JG Chemicals Limited, India's largest zinc oxide manufacturer, has reported a 4% year-on-year growth in consolidated revenue for the second quarter of fiscal year 2026, reaching Rs. 220.00 crores. The company also maintained a healthy EBITDA margin of 9.94% during the period.

Financial Performance

For Q2 FY26, JG Chemicals achieved the following financial results:

Metric Q2 FY26 Value YoY Growth
Consolidated Revenue Rs. 220.00 crores 4%
EBITDA Rs. 21.90 crores -
EBITDA Margin 9.94% -
Profit After Tax Rs. 15.00 crores -
PAT Margin 6.81% -

Dahej Expansion Project

JG Chemicals is making significant progress on its Rs. 100.00 crore greenfield expansion project in Dahej, Gujarat. Key highlights of the project include:

  • Total capacity: 40,000 metric tons per annum of zinc chemicals
  • Phase-1 commissioning: Expected in H1 FY27
  • Revenue potential: Rs. 900.00 crores (once fully operational)
  • Target markets: Ceramics, specialty chemicals, agro-chemicals, and tyre industries

Business Outlook

The company is optimistic about its growth prospects, citing several positive factors:

  1. Increased demand from the tyre industry, expected to grow 7-8% annually
  2. Expansion into non-rubber applications, aiming to increase their share from 15% to 30% in 4-5 years
  3. Growing demand for zinc oxide in pharmaceuticals, cosmetics, and personal care segments
  4. Development of a new recycled rubber product for the tyre industry, with trials set to begin in Q4 FY26

Management Commentary

Anirudh Jhunjhunwala, Managing Director and CEO, stated, "Our Dahej facility will significantly strengthen our presence in Western India and deepen our reach in the ceramic, specialty chemical, agro and tyre business sectors."

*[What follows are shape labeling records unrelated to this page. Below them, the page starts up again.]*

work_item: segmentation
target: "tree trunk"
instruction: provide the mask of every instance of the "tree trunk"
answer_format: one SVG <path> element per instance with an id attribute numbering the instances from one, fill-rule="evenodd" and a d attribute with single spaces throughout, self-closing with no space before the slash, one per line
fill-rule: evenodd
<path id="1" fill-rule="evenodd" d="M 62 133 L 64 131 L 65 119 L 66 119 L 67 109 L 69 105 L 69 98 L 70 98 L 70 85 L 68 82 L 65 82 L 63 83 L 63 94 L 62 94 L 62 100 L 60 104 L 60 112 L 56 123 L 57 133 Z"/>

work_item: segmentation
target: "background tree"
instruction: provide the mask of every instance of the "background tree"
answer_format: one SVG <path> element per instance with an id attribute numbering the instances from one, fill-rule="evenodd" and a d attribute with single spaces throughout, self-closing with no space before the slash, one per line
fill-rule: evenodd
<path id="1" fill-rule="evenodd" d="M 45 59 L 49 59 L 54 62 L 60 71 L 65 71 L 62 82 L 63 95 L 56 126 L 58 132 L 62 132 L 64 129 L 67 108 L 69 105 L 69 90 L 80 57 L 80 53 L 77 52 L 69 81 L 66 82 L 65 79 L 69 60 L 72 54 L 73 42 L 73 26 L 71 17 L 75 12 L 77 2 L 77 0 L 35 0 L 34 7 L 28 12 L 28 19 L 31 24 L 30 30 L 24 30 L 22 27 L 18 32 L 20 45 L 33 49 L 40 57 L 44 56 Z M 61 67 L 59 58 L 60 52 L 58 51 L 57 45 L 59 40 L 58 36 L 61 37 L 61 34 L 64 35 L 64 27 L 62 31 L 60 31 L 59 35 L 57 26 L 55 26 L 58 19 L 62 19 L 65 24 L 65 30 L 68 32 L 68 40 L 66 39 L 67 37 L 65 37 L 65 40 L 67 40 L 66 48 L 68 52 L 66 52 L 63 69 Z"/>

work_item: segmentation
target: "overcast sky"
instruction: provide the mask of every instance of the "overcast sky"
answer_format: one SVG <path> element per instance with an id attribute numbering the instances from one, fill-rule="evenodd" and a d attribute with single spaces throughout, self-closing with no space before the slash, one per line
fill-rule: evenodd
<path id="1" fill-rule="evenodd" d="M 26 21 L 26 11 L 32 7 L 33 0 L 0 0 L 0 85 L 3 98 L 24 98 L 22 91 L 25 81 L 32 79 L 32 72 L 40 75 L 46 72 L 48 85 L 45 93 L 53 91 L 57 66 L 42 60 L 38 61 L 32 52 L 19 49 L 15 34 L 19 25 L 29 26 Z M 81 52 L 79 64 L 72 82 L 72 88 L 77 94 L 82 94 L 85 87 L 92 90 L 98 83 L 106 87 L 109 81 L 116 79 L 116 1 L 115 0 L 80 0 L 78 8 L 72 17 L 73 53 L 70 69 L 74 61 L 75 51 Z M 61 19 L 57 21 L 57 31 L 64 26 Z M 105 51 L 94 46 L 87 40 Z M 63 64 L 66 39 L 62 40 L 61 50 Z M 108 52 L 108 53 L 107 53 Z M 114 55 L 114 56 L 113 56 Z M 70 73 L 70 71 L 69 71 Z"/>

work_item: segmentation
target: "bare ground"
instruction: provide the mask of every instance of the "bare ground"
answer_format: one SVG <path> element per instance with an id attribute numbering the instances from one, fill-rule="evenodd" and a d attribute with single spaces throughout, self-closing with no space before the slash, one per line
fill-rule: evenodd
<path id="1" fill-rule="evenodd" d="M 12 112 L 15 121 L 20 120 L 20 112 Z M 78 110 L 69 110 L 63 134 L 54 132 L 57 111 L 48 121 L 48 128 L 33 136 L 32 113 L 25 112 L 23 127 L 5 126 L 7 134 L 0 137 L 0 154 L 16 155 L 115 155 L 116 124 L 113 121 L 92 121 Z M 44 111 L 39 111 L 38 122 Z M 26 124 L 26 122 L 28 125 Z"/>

Anuj Jhunjhunwala, Whole-Time Director and CFO, added, "With logistics stabilizing and zinc prices showing improvement, we expect margins to be much better in the coming quarters."

The company's focus on sustainability and recycling continues to be an integral part of its operations, positioning JG Chemicals as a preferred supplier for high-performance applications in various industries.

As JG Chemicals moves forward with its expansion plans and diversification strategy, the company appears well-positioned to capitalize on the growing demand for zinc oxide across multiple sectors in India and internationally.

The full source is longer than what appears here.